Bridget Riley Symposium

Symposium
May 14, 2022

To mark the occasion of Bridget Riley: Perceptual Abstraction, this one-day online symposium aims to generate new scholarship by recontextualizing and interrogating the impact of transatlantic and international experiences and relationships on the artist’s practice.

Born in London in 1931, Bridget Riley rose to prominence in the early 1960s for artworks that seemed to defy known formal parameters for abstract painting. Her first solo exhibitions in London (Gallery One, 1962, and Robert Fraser Gallery, 1966 and 1967) and inclusion in seminal group exhibitions of the decade (Bryan Robertson’s The New Generation, Whitechapel Gallery, 1964, and Painting and Sculpture of a Decade 1954–1964, at the former Tate Gallery, 1964) brought her into aesthetic conversations with peers and set the tone for her paintings to be considered and well-received by national audiences. Notably, international attention commenced the following year, 1965, when she was included in the Museum of Modern Art’s pioneering show of contemporary art, The Responsive Eye. Among the ninety-nine artists from fifteen countries selected by William Seitz, Riley stood out for the inclusion of one of her paintings, Current (1964), on the cover of the exhibition catalogue and the wide discussion of it in the critical reaction to the show. Chief among the group, her paintings seemed to best fulfill the show’s curatorial premise of presenting objects as “generators of perceptual responses in the eye and mind of the viewer.” In 1968, she co-represented Britain at the Thirty-Fourth Venice Biennale (along with Phillip King), where she was the first living British painter and first woman to be awarded the International Prize for Painting. After 1968, Riley would no longer be considered only a British artist. 

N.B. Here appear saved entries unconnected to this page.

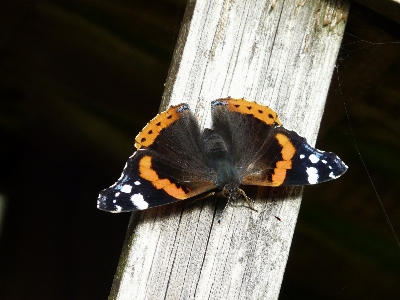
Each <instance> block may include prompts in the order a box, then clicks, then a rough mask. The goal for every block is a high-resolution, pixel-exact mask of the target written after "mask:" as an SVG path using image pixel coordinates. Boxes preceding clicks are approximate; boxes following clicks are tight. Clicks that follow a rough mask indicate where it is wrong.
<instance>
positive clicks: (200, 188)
mask: <svg viewBox="0 0 400 300" xmlns="http://www.w3.org/2000/svg"><path fill="white" fill-rule="evenodd" d="M211 112H212V127H211V128H206V129H204V130H201V129H200V126H199V124H198V122H197V120H196V118H195V116H194V115H193V113H192V112H191V110H190V109H189V106H188V105H187V104H185V103H183V104H179V105H174V106H171V107H170V108H168V109H167V110H166V111H164V112H162V113H160V114H158V115H157V116H156V117H155V118H154V119H152V120H151V121H150V122H149V123H148V124H147V125H146V126H145V127H144V129H143V130H142V131H141V132H140V133H139V134H138V135H137V137H136V139H135V141H136V143H135V147H136V148H137V151H136V152H135V153H134V154H133V155H132V156H131V157H130V158H129V159H128V161H127V163H126V165H125V168H124V169H123V172H122V174H121V177H120V178H119V179H118V181H117V182H116V183H115V184H113V185H112V186H110V187H109V188H107V189H105V190H103V191H101V192H100V194H99V197H98V200H97V207H98V208H99V209H101V210H104V211H109V212H126V211H135V210H144V209H148V208H152V207H156V206H160V205H165V204H168V203H173V202H177V201H182V200H186V199H188V198H192V197H202V195H203V196H204V195H209V194H214V193H216V192H218V194H220V195H222V196H225V197H227V198H228V201H235V200H237V199H238V198H239V197H240V196H243V197H244V198H245V199H246V201H247V202H248V204H249V206H250V208H253V207H252V204H251V202H250V201H249V199H248V197H247V196H246V194H245V193H244V191H243V190H242V189H241V186H243V185H255V186H299V185H310V184H317V183H321V182H324V181H328V180H332V179H336V178H338V177H339V176H341V175H342V174H343V173H344V172H346V170H347V166H346V165H345V164H344V163H343V161H342V160H340V158H339V157H338V156H336V154H334V153H332V152H324V151H320V150H317V149H315V148H313V147H312V146H310V145H309V144H308V143H307V141H306V140H305V139H304V138H303V137H301V136H299V135H298V134H297V133H296V132H294V131H290V130H287V129H285V128H284V127H282V123H281V121H280V120H279V118H278V116H277V113H276V112H275V111H273V110H272V109H271V108H269V107H267V106H263V105H260V104H258V103H256V102H251V101H247V100H245V99H233V98H221V99H217V100H214V101H212V102H211ZM253 209H254V208H253Z"/></svg>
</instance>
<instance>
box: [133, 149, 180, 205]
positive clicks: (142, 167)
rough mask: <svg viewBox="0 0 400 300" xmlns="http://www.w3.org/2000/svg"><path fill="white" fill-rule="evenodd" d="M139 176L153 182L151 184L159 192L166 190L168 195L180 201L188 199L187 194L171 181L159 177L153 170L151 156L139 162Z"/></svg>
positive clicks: (175, 184) (155, 171) (174, 183)
mask: <svg viewBox="0 0 400 300" xmlns="http://www.w3.org/2000/svg"><path fill="white" fill-rule="evenodd" d="M139 174H140V177H142V178H143V179H146V180H148V181H150V182H151V184H152V185H153V186H154V187H155V188H156V189H158V190H160V189H162V190H164V191H165V192H166V193H167V194H168V195H170V196H172V197H174V198H176V199H178V200H184V199H187V193H186V192H185V191H184V190H183V189H182V188H181V187H177V186H176V184H175V183H173V182H171V181H170V180H169V179H167V178H164V179H161V178H160V177H158V175H157V172H156V171H154V170H153V168H152V164H151V156H148V155H147V156H143V157H142V158H141V159H140V161H139Z"/></svg>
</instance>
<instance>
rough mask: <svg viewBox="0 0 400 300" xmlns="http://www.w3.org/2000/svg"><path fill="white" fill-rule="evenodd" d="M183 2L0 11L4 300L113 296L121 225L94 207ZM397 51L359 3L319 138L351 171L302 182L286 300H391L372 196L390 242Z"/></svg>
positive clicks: (14, 2)
mask: <svg viewBox="0 0 400 300" xmlns="http://www.w3.org/2000/svg"><path fill="white" fill-rule="evenodd" d="M185 4H186V2H185V1H183V0H182V1H180V0H175V1H173V0H163V1H160V0H159V1H132V2H128V1H115V0H114V1H100V0H99V1H65V2H63V1H40V2H39V1H2V2H0V195H1V197H0V200H1V204H0V211H2V212H3V213H2V214H0V218H1V219H0V226H1V227H0V299H61V300H62V299H105V298H106V297H107V296H108V294H109V291H110V288H111V284H112V280H113V276H114V273H115V270H116V267H117V264H118V258H119V254H120V251H121V247H122V244H123V240H124V236H125V231H126V228H127V224H128V220H129V216H130V215H129V214H108V213H105V212H101V211H99V210H97V209H96V198H97V195H98V192H99V191H100V190H101V189H103V188H105V187H108V186H109V185H110V184H112V183H114V182H115V180H116V179H117V178H118V177H119V175H120V173H121V171H122V168H123V166H124V163H125V160H126V159H127V157H129V156H130V155H131V154H132V152H133V151H134V137H135V136H136V134H137V133H138V132H139V131H140V129H141V128H142V127H143V126H144V125H145V124H146V122H147V121H148V120H150V119H151V118H152V117H154V116H155V115H156V113H157V111H158V106H159V103H160V100H161V95H162V93H163V85H164V82H165V80H166V77H167V72H168V67H169V64H170V61H171V58H172V53H173V49H174V45H175V42H176V38H177V36H178V32H179V27H180V23H181V19H182V17H183V13H184V9H185ZM399 41H400V27H399V25H398V24H396V23H394V22H391V21H390V20H388V19H386V18H385V17H383V16H381V15H379V14H376V13H374V12H373V11H371V10H369V9H367V8H365V7H363V6H361V5H359V4H356V3H354V4H353V6H352V9H351V11H350V15H349V20H348V24H347V28H346V34H345V39H344V42H343V46H342V50H341V53H340V57H339V58H340V59H339V60H338V69H337V70H336V71H335V73H334V75H333V81H332V85H331V89H330V94H329V98H328V101H327V106H326V111H325V114H324V119H323V122H322V125H321V129H320V135H319V138H318V142H317V147H318V148H320V149H323V150H330V151H335V152H336V153H337V154H338V155H339V156H340V157H341V158H342V159H343V160H344V161H345V162H346V163H347V164H348V165H349V166H350V169H349V171H348V172H347V173H346V174H345V175H344V176H343V177H342V178H340V179H338V180H335V181H333V182H329V183H326V184H322V185H318V186H311V187H306V188H305V193H304V198H303V202H302V207H301V210H300V216H299V221H298V224H297V227H296V231H295V235H294V240H293V246H292V249H291V252H290V257H289V261H288V266H287V270H286V273H285V277H284V280H283V285H282V291H281V296H280V299H282V300H286V299H399V295H400V246H399V245H398V244H396V240H395V237H394V234H393V232H392V231H391V229H390V227H389V225H388V224H387V222H386V219H385V215H384V212H383V210H382V207H381V206H380V203H379V200H378V197H377V195H376V193H378V194H379V196H380V199H381V200H382V203H383V205H384V207H385V209H386V212H387V214H388V217H389V219H390V220H391V222H392V225H393V228H394V231H395V232H396V234H397V235H400V218H399V215H400V199H399V195H400V187H399V183H400V180H399V179H400V151H399V150H400V138H399V135H400V118H399V115H400V102H399V96H400V91H399V78H400V76H399V70H400V44H399ZM380 43H382V44H380ZM252 100H257V99H252ZM182 101H184V99H183V100H182ZM345 107H346V108H345ZM346 109H347V112H348V116H347V115H346ZM354 139H355V141H356V143H357V147H358V149H359V151H360V153H361V157H362V159H361V158H360V155H359V153H358V150H357V147H356V146H355V145H354ZM363 163H365V165H366V166H367V168H368V171H369V173H368V172H367V171H366V169H365V168H364V165H363ZM369 175H370V176H371V179H372V181H373V182H374V184H375V188H376V191H375V189H374V187H373V186H372V184H371V182H370V180H369V178H368V176H369ZM280 217H281V218H284V216H280Z"/></svg>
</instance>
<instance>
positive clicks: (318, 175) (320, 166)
mask: <svg viewBox="0 0 400 300" xmlns="http://www.w3.org/2000/svg"><path fill="white" fill-rule="evenodd" d="M261 149H262V150H261V155H259V156H258V157H257V158H255V160H254V161H253V162H252V163H251V164H250V166H249V168H247V169H246V171H245V172H244V173H243V174H242V184H244V185H261V186H280V185H283V186H289V185H309V184H317V183H321V182H325V181H329V180H332V179H336V178H338V177H339V176H341V175H342V174H343V173H344V172H346V170H347V166H346V165H345V164H344V163H343V161H342V160H341V159H340V158H339V157H338V156H337V155H336V154H335V153H332V152H324V151H320V150H318V149H315V148H313V147H312V146H310V145H309V144H308V143H307V141H306V139H305V138H303V137H301V136H299V135H298V134H297V133H296V132H294V131H290V130H287V129H285V128H283V127H277V128H274V129H273V130H271V133H270V135H269V137H268V140H267V141H266V143H265V144H264V145H263V147H262V148H261Z"/></svg>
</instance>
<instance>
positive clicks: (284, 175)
mask: <svg viewBox="0 0 400 300" xmlns="http://www.w3.org/2000/svg"><path fill="white" fill-rule="evenodd" d="M276 139H277V140H278V143H279V145H281V146H282V150H281V154H282V159H283V160H279V161H277V162H276V165H275V169H274V173H273V174H272V183H273V185H274V186H277V185H281V184H282V183H283V182H284V181H285V178H286V172H287V170H288V169H291V168H292V158H293V156H294V154H295V153H296V148H295V147H294V145H293V143H292V142H291V141H290V140H289V138H288V137H287V136H286V135H284V134H282V133H278V134H277V135H276Z"/></svg>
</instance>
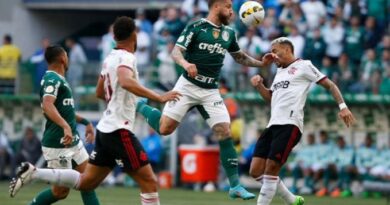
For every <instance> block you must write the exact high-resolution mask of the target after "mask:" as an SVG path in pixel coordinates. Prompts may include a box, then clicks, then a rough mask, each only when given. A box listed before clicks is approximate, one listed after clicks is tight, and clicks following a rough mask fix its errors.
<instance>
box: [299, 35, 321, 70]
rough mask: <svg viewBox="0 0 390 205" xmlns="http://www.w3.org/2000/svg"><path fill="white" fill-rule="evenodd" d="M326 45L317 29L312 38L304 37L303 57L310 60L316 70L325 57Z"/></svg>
mask: <svg viewBox="0 0 390 205" xmlns="http://www.w3.org/2000/svg"><path fill="white" fill-rule="evenodd" d="M325 51H326V43H325V41H324V39H323V38H322V36H321V30H320V29H319V28H316V29H314V31H313V35H312V37H311V38H310V37H306V40H305V48H304V49H303V57H304V58H306V59H309V60H311V62H312V63H313V64H314V66H316V67H317V68H319V67H321V64H322V58H323V57H324V56H325Z"/></svg>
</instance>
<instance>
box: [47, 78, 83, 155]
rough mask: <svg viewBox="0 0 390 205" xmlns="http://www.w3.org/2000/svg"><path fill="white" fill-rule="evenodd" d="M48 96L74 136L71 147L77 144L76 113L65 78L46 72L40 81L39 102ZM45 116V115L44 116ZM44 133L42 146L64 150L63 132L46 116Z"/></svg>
mask: <svg viewBox="0 0 390 205" xmlns="http://www.w3.org/2000/svg"><path fill="white" fill-rule="evenodd" d="M46 95H50V96H53V97H55V98H56V100H55V102H54V106H55V107H56V108H57V110H58V112H59V113H60V115H61V117H62V118H64V119H65V121H66V122H67V123H68V124H69V126H70V127H71V129H72V133H73V136H74V141H73V143H72V146H73V145H76V144H78V142H79V136H78V133H77V130H76V113H75V110H74V101H73V96H72V90H71V89H70V87H69V84H68V83H67V82H66V80H65V78H64V77H63V76H61V75H59V74H58V73H56V72H54V71H47V72H46V74H45V75H44V76H43V78H42V81H41V90H40V100H41V103H42V101H43V97H44V96H46ZM44 115H45V114H44ZM45 118H46V120H47V121H46V125H45V131H44V132H43V138H42V146H44V147H50V148H64V147H65V146H64V145H63V144H61V138H62V137H63V136H64V130H63V129H62V128H61V127H60V126H58V125H57V124H56V123H54V122H53V121H51V120H50V119H49V118H48V117H47V116H46V115H45Z"/></svg>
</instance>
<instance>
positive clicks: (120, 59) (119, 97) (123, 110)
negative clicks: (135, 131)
mask: <svg viewBox="0 0 390 205" xmlns="http://www.w3.org/2000/svg"><path fill="white" fill-rule="evenodd" d="M136 64H137V63H136V59H135V56H134V54H133V53H130V52H128V51H126V50H122V49H114V50H112V51H111V53H110V54H109V55H108V56H107V57H106V59H105V60H104V62H103V68H102V71H101V73H100V74H101V77H102V78H103V79H104V91H105V98H106V101H107V108H106V110H105V111H104V112H103V116H102V118H101V120H100V121H99V123H98V125H97V129H98V130H99V131H101V132H104V133H110V132H113V131H115V130H118V129H127V130H130V131H131V132H133V129H134V122H135V113H136V110H135V109H136V102H137V96H136V95H134V94H133V93H131V92H129V91H127V90H125V89H123V88H122V87H121V86H120V85H119V82H118V75H117V70H118V68H119V67H121V66H123V67H127V68H129V69H131V70H132V71H133V72H134V76H135V79H136V80H138V71H137V67H136Z"/></svg>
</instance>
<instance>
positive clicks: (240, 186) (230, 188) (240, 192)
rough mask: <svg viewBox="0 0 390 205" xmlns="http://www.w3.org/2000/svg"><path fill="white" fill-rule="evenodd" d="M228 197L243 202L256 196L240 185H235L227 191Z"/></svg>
mask: <svg viewBox="0 0 390 205" xmlns="http://www.w3.org/2000/svg"><path fill="white" fill-rule="evenodd" d="M229 196H230V198H232V199H236V198H242V199H244V200H248V199H254V198H255V197H256V196H255V195H254V194H252V193H250V192H248V191H247V190H246V189H245V188H244V187H242V186H241V185H237V186H235V187H233V188H230V190H229Z"/></svg>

To mark the occasion of the Yale Center for British Art’s exhibition Bridget Riley: Perceptual Abstraction (March 3–July 24, 2022), this one-day symposium aims to generate new scholarship by recontextualizing and interrogating the impact of transatlantic and international experiences and relationships on the artist’s practice. Riley has long advocated for the primacy of the subjective painting experience, recalling that the post-war interest in perception was international and dynamic with markedly similar works of art being produced on either side of the Atlantic. At the center were Riley’s paintings, privileging the sensorial act of viewing.